Opinion: Ag Bill lacks teeth to help farmers make change

Caroline Lucas, Green Party MP for Brighton Pavilion, sets out her vision for a sustainable farming future and an Agriculture Bill that is fit for this purpose.

Caroline Lucas

Caroline Lucas © Penelope Barritt/Shutterstock

Our food and farming system is at a crossroads. The current model too often favours consolidation at the expense of ecology and farmers’ livelihoods. 

We need a sustainable, resilient food system that works with nature, not against it; restores rather than undermines biodiversity; and makes a full and fair contribution to our climate goals.

The Agriculture Bill is an opportunity to start this transition. But without major improvement, it’ll flunk it.

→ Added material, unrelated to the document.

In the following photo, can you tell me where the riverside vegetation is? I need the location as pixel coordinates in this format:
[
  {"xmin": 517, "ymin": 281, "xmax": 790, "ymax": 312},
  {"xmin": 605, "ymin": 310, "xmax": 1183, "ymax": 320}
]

See also: What the new Agriculture Bill contains for farmers

Yes, there is a welcome mention of soil protection, which was inexplicably absent from the previous version.

Soil degradation

It’s estimated that nearly half of European soils are degraded and have low levels of organic matter, with intensive agriculture being a key factor.

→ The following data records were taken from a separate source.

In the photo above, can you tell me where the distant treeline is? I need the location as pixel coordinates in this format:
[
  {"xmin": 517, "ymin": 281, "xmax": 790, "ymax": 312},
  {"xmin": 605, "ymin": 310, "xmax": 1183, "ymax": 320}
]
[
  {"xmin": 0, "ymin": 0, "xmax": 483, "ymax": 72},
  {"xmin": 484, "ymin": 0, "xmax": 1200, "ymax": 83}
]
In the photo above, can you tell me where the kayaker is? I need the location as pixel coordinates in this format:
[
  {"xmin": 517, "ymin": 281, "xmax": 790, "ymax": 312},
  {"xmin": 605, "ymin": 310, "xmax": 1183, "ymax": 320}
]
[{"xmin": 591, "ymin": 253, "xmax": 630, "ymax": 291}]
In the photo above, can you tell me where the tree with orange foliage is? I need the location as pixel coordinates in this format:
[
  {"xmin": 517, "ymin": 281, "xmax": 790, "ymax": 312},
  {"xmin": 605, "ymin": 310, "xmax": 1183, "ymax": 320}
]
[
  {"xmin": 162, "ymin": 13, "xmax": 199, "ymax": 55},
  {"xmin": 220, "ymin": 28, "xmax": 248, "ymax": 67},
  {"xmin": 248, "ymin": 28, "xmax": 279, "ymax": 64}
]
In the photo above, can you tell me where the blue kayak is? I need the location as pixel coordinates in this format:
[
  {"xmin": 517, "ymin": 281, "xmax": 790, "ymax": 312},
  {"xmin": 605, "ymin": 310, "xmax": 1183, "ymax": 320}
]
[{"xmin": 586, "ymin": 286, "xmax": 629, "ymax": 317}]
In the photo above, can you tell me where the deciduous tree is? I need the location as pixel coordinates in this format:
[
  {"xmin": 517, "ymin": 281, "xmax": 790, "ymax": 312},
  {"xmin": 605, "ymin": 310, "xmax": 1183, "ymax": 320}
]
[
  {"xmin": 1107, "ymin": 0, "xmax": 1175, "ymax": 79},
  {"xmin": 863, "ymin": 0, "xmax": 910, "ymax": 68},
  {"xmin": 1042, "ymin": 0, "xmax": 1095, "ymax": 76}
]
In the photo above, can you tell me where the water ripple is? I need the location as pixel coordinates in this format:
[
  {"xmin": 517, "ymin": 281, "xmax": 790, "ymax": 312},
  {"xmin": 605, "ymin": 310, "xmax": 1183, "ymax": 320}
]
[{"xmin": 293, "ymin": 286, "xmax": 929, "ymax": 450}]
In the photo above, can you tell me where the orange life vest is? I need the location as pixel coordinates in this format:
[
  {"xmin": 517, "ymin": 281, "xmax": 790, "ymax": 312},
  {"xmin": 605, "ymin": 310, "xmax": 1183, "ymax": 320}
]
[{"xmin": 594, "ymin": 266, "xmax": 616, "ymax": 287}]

We need the new farm payment system to prioritise soil health, but we need to recognise the role of well-designed regulation too.

On that, the Bill is worryingly silent, with the government still not banning practices that do unforgivable harm – such as burning of blanket bogs or the use of peat in compost.

Organic farming

With organic farming supporting healthy soils – with an on average 44% higher capacity to store long-term soil carbon – this Bill should also do more for soil by supporting an expansion of organic farming.

Farmers are being let down with this Bill. We ask our farmers to meet strict standards on animal welfare, environmental protection and public health. There should be a watertight requirement that all food imported to the UK is produced to at least equivalent standards.

Less than 3% of UK land is organic. Surely we can do better than that?

And if the objective is to have healthy, living soils – for fertility, biodiversity and carbon storage – then where are the policies to minimise the harmful inputs that cause the damage?

As a minimum, the Bill should set national targets to cut pesticide use.

Climate change

To meet the climate challenge, the Bill also needs a link to carbon budgets and sense of urgency to match the science.

As the Committee on Climate Change said in its report on land use in January: “Continued delay is not an option … it is critical that change starts immediately”.

Over recent years, an incredibly strong case has been building for a 10-year transition to agroecology.

That’s the sort of bold vision the Bill needs to rise to the climate emergency, whose effects many farmers are already experiencing.

One proponent of a transition to agroecology is the RSA Food, Farming and Countryside Commission, which had extensive input from farmers and growers.

Food import standards

Crucially, the commission found that farmers agreed they could make big changes to the way they farm in five to 10 years – “with the right backing”. 

The Agriculture Bill should have put that backing on the table. It hasn’t.

There is another way that farmers are being let down with this Bill. We ask our farmers to meet strict standards on animal welfare, environmental protection and public health.

There should be a watertight requirement that all food imported to the UK is produced to at least equivalent standards.

This was the hottest of all topics in the debate during the second reading of the Bill, but no such guarantees were offered.

There are distinctly mixed signals coming from the government. One week, the prime minister dismisses concerns about equivalence as “hysteria”.

The next, the government states: “All products sold in the UK are required to meet our regulatory requirements, and this will continue to be the case.”

If ministers mean it, they need to put it into law – especially when the mood music is that our food and farming standards may be cast aside in pursuit of a trade deal with the US.

The opportunity is there for us to design a new farm policy that rises to the challenge of the climate and biodiversity crises, while simultaneously securing sustainable rural livelihoods for the long term.